Adam Hat Stores, Inc. v. Lang

155 Misc. 587 | N.Y. App. Term. | 1935

Per Curiam.

Defendants robbed plaintiff’s store and deposited the proceeds of the robbery in a bank. They pleaded guilty of the crime. Plaintiff procured a warrant of attachment and levied on the bank deposit. The sole ground recited in the warrant was the threatened removal by defendants of their property in fraud of creditors. No facts were contained in the papers on which the warrant was issued to support this ground. Defendants moved to vacate the warrant, not on the original papers, but on affidavits containing allegations to contradict plaintiff’s contention. This procedure warranted the receipt of new proof by plaintiff to support the attachment. (Civ. Prac. Act, §§ 949, 950.) There was ample new proof supplied showing that the defendants had attempted to assign the bank deposit representing the stolen moneys to a third person despite the fact that they must have ■well known that plaintiff alone was entitled thereto. This was sufficient ground for an attachment. (Civ. Prac. Act, § 903, subd. 3.) Under section 950 of the Civil Practice Act the new proof might have been limited to matters tending to sustain the ground of attachment recited in the warrant if the substantial rights of the parties so required. Clearly there was no such requirement here. The circumstances required a more liberal view and the warrant should have been amended to conform to the new proof. (Civ. Prac. Act, § 822.)
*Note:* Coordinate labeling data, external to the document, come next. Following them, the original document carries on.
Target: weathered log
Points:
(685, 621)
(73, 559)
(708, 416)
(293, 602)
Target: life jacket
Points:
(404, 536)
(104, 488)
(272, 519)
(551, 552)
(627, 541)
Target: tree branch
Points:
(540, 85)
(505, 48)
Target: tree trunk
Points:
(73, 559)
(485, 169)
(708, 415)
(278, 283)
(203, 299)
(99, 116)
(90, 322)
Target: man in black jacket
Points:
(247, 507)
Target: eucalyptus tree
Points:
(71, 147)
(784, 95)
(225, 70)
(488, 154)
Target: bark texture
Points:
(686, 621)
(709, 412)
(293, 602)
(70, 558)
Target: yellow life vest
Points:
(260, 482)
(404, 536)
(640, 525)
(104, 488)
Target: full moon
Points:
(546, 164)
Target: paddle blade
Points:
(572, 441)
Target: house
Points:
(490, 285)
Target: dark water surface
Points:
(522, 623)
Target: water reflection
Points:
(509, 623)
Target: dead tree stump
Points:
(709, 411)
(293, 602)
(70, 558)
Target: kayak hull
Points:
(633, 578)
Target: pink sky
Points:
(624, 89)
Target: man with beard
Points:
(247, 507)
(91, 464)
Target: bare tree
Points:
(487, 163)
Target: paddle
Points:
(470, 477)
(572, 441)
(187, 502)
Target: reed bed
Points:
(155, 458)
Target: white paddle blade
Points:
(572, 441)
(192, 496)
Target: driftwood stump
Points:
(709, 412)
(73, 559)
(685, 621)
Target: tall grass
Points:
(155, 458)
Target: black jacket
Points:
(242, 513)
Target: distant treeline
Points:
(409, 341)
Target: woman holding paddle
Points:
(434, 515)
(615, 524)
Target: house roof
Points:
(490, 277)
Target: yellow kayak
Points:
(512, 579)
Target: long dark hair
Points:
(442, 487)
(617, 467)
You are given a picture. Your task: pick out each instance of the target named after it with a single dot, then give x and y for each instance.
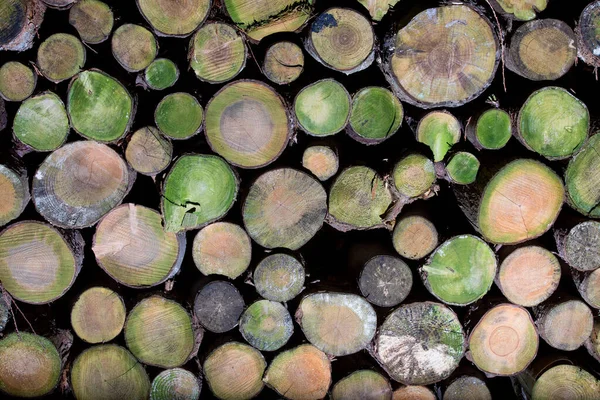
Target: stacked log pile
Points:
(300, 199)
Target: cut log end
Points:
(504, 341)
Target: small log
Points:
(342, 39)
(385, 281)
(362, 384)
(528, 276)
(176, 384)
(234, 371)
(93, 20)
(30, 365)
(413, 393)
(258, 19)
(134, 47)
(161, 74)
(98, 315)
(491, 130)
(217, 53)
(337, 323)
(553, 123)
(462, 168)
(23, 19)
(41, 123)
(520, 202)
(588, 39)
(542, 50)
(378, 8)
(581, 180)
(17, 81)
(60, 57)
(148, 152)
(322, 108)
(108, 371)
(132, 248)
(199, 189)
(321, 161)
(504, 341)
(427, 63)
(414, 237)
(221, 296)
(179, 116)
(283, 63)
(247, 123)
(449, 272)
(279, 277)
(521, 10)
(358, 199)
(266, 325)
(79, 183)
(287, 373)
(284, 208)
(177, 19)
(420, 343)
(99, 106)
(439, 130)
(159, 332)
(564, 325)
(222, 248)
(38, 264)
(376, 115)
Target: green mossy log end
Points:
(420, 343)
(287, 373)
(504, 341)
(159, 332)
(234, 371)
(342, 39)
(553, 123)
(435, 62)
(362, 384)
(93, 20)
(99, 106)
(98, 315)
(17, 81)
(266, 325)
(217, 53)
(222, 248)
(337, 323)
(30, 365)
(284, 208)
(41, 123)
(460, 271)
(198, 190)
(131, 246)
(38, 264)
(322, 108)
(279, 277)
(109, 371)
(175, 384)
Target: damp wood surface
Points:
(299, 199)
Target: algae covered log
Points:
(131, 246)
(159, 332)
(198, 190)
(288, 376)
(234, 371)
(109, 371)
(420, 343)
(504, 341)
(30, 365)
(337, 323)
(38, 264)
(436, 62)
In addition, the notice of motion to vacate recited merely that the papers on which the warrant was issued failed to comply with section 902 of the Civil Practice Act. This section relates to the kind of actions on which attachments may issue. The present action is one on implied contract and within the section.

Order reversed, with ten dollars costs, and motion denied.

All concur: present, Hammer, Callahan and Shientag, JJ.